On Reasoning
Feb 25, 2025
Disclaimer - heavily inspired by Suchir Balaji’s View and other recent papers. Also, this blog post is not very structured.
What is intelligence really?
Suchir defines intelligence as the rate at which you learn a capability from data points. An intelligent being will learn it faster than an unintelligent being.
This definition is important because a machine trained on loads of data might be superhuman on a given task, but the generalization would be absent.
These gaps of understanding between various specialized tasks can’t be filled with RL or scale. This means RLHF or a billion GPUs won’t get us to GPT-11, for example.
Generalization
Generalization is data efficiency. The idea is to capture all the possible causations and correlations among the data points by connecting all the dots.
How to get the models to generalize?
First, though, we need to confirm whether general intelligence is real or not.
Let’s define the characteristics of an architecture that will be able to acquire general intelligence. For this, we can take inspiration from our own brain -
- We have the mammalian brain that is trained over millions of years with basic instincts
- The neocortex makes us humans special and adaptive to the changing world (this is the reason why we spend a significant time of development outside the womb)
One requirement is obvious - it should be data efficient from the start. This is so that it can form a large number of internal models about that world.
The second requirement would be to have the ability to reuse neurons for multiple recurrent computations that are distinct. This also ensures the data efficiency of our brain
Due to my limited knowledge of the field, I am not sure if the reusable part is true or not. Need to fact-check.
What are we trying to make?
One interesting fact Suchir mentions is, people try to draw similarities between the genome and the trained LLM. This is not really true. The genome is much closer to the LLM codebase than it is to the actual trained LLM.
This is because evolution can’t use the genome to store the words or situations encountered by the ancestor organisms due to the simple fact of keeping the genome short.
This means that the shortness of the genome is an important condition for generalization.
AGI
What Open AI is trying to do to achieve AGI is to scale test time computing. This might work in the short term. But it doesn’t solve the generalization problem.
Another problem with building AGI with current approaches, such as scaling NNs, is that the brain is a complex neural network that can learn when data is applied to it.
What we want is not to replicate the brain (which can be considered proof of concept for the idea that AGI exists) but to develop a simpler model of evolution that actually learned the “meta-skill” of producing the brain when tasks across a diverse environment were applied to it.
RL is also not that useful to achieve our goal which is to optimize the objective itself.
Let’s take an example. Consider you have to make an agent solve a maze.
The loss function you might consider would be |x_agent - x_end|. Now, what if the agent gets stuck in a corner? No amount of exploration would help you. Nor will the size of the NN control the agent.
This is because in pathfinding, exploration is the problem we are trying to solve.
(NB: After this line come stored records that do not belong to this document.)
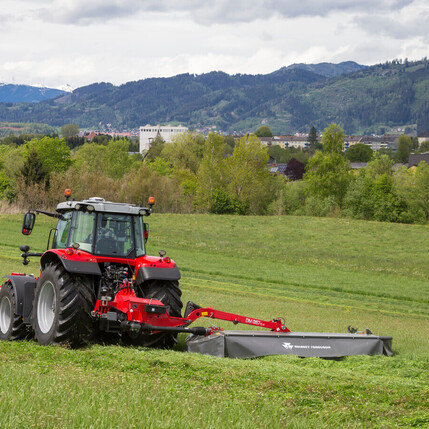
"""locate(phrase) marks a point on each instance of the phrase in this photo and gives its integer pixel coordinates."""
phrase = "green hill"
(320, 274)
(361, 99)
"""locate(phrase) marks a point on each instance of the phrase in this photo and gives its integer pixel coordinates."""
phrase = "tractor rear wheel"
(62, 307)
(169, 293)
(11, 324)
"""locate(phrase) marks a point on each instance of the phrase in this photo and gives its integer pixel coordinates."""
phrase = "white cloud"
(85, 41)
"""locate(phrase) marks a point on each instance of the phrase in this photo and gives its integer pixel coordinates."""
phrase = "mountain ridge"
(360, 98)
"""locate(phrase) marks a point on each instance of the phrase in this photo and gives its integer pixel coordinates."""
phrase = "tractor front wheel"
(11, 324)
(169, 293)
(62, 307)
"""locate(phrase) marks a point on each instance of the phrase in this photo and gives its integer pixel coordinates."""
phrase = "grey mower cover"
(250, 344)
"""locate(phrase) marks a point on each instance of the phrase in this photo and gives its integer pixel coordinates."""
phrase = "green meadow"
(320, 274)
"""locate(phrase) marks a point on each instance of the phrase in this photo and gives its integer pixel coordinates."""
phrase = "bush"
(224, 203)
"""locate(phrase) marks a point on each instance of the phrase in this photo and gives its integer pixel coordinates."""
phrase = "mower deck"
(250, 344)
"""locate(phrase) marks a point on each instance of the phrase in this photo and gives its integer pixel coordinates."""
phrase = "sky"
(79, 42)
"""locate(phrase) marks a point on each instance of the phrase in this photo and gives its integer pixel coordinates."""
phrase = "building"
(151, 132)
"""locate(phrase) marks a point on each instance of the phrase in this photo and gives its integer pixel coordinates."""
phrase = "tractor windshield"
(107, 234)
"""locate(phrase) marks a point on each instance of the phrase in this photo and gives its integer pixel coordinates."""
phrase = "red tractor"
(96, 278)
(96, 250)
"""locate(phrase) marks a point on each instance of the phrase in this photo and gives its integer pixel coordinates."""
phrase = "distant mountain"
(361, 99)
(329, 69)
(10, 93)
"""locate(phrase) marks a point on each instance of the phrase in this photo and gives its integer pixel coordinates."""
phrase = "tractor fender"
(23, 289)
(71, 265)
(155, 273)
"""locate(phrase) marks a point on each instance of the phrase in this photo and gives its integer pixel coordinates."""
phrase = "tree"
(379, 165)
(327, 174)
(333, 139)
(359, 153)
(264, 131)
(424, 147)
(247, 173)
(295, 169)
(33, 170)
(185, 151)
(69, 130)
(53, 152)
(312, 138)
(211, 174)
(403, 149)
(91, 157)
(155, 149)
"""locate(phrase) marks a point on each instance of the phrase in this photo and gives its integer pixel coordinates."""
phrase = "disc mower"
(96, 279)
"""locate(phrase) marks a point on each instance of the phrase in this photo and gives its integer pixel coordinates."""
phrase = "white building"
(150, 132)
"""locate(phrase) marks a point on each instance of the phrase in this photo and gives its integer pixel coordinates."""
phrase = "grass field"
(320, 274)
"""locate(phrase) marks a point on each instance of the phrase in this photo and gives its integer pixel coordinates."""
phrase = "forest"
(216, 174)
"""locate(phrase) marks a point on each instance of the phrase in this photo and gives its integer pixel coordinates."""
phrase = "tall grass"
(320, 274)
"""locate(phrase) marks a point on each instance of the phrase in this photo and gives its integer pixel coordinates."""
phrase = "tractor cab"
(98, 227)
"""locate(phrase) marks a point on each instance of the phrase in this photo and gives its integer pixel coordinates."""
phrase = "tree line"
(216, 174)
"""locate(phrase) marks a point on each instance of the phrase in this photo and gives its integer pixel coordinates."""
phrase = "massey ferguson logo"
(289, 346)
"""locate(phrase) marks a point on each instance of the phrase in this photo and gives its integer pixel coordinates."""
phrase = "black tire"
(169, 293)
(62, 307)
(11, 324)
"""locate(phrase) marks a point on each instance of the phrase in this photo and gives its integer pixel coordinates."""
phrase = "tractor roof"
(100, 205)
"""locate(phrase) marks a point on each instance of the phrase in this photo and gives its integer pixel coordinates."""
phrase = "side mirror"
(146, 231)
(28, 223)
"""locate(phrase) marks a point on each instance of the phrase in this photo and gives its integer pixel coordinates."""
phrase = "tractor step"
(251, 344)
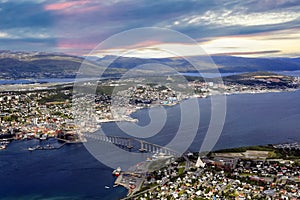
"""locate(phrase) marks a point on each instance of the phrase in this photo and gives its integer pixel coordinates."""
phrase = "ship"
(117, 171)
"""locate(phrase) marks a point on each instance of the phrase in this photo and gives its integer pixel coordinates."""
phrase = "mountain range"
(43, 64)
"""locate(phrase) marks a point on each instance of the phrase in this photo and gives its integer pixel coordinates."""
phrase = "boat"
(31, 148)
(117, 171)
(2, 147)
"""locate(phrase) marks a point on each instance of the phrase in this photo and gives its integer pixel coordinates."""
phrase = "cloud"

We could, as programmers, add heuristics and backtracking, but the point is to see whether the agent can come up with it.
Newer model architectures
Recently, there might be some hope - https://arxiv.org/abs/2501.00663
The core idea of the paper is to model learning at test time by introducing neural memory modules. These structures aim to emulate human memory.
The limitation of transformers is the quadratic dependency on data due to the attention mechanism. The RNNs don’t have that issue as they are linearly dependent. The researchers replace the fixed size vector used as a hidden state in an RNN with a NN that is trained during test time.
The most interesting thing in the paper was how they modeled surprise -
This approach simulates the long-term and short-term memory of humans. As a result, it performed much better on the needle-in-the-haystack benchmarks.
But does this fit our criteria for intelligence?
Before we go into that, let’s explore another idea discussed in this paper - https://www.arxiv.org/pdf/2410.02536
The main takeaway of the paper is that certain rules that are used to generate synthetic data are much more likely to improve the model’s logical reasoning capabilities than others. Does this sound familiar?
This can be compared with the genome example we discussed earlier where the actual intelligence is derived from a complex adaptive meta-learning process called evolution. If you look at the rules in the paper, you can see that they are pretty simple, something like Conway’s game of life.
The researchers also tried to check whether the model has learned about these simple rules from the dataset. It did not. It did have a dependence on the pattern generated by the rules which affected it’s attention mechanism, but not the rules.
We do have different forms of reasoning - intuitive, logical, though, inductive, causal, search. These are not fixed. For example, Ramanujan had a goddess-based reasoning that helped him get answers to some complex mathematical puzzles.
This means that whatever mechanism we develop, it should not just memorize the simple rules it is trained on. The edge of chaos approach therefore seems promising for the future of reasoning.